Here and Now by Paul Auster & J.M. Coetzee
There’s a moment towards the end of Here and Now: Letters 2008 – 2011 when Paul Auster and J. M. Coetzee complain about the misfortunes of being publically interviewed.
Coetzee on the Jaipur Literature Festival:
‘I was determined not to subject myself to the rounds of public questioning that have become standard feature of festivals nowadays. Interrogation is not a medium I do well in. I am too brief in my responses, where brevity (clippedness) is all too easily misread as a sign of irritation or anger.’
And Auster on a literary festival in Canada:
‘The two of us alone on stage with no intermediary … Some of our remarks will necessarily take the form of questions – each to each other – but not the kind of grilling one associates with traditional interviews.’
It’s an exchange that represents everything that I worried would be dull about this book: two celebrated, senior writers curmudgeonly navel-gazing about what it means to be distinguished.

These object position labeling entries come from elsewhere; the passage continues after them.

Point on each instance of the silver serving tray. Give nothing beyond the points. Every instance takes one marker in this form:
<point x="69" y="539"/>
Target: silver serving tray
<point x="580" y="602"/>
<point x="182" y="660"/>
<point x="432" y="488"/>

And yet these passages are more telling than that. What Auster writes is, inadvertently, a description of the book itself, and goes some way to explaining why Here and Now is unexpectedly and subtly fascinating.
Here and Now is not really a collection of letters, at least not in the conventional sense. There is nothing posthumous or even unplanned about its composition. This is two writers in their prime, challenging each other to rise to the occasion and say something meaningful on any number of subjects: the Middle East, incest, the criticism of James Wood, sport, literature, travel, etc.
Indeed Here and Now is more like an interview than an exchange of letters, not, of course, a ‘traditional’ interview, but instead a long, double-edged, itinerant, freeform series of open-ended questions. Anyone who is interested in either writer will be captivated. I was.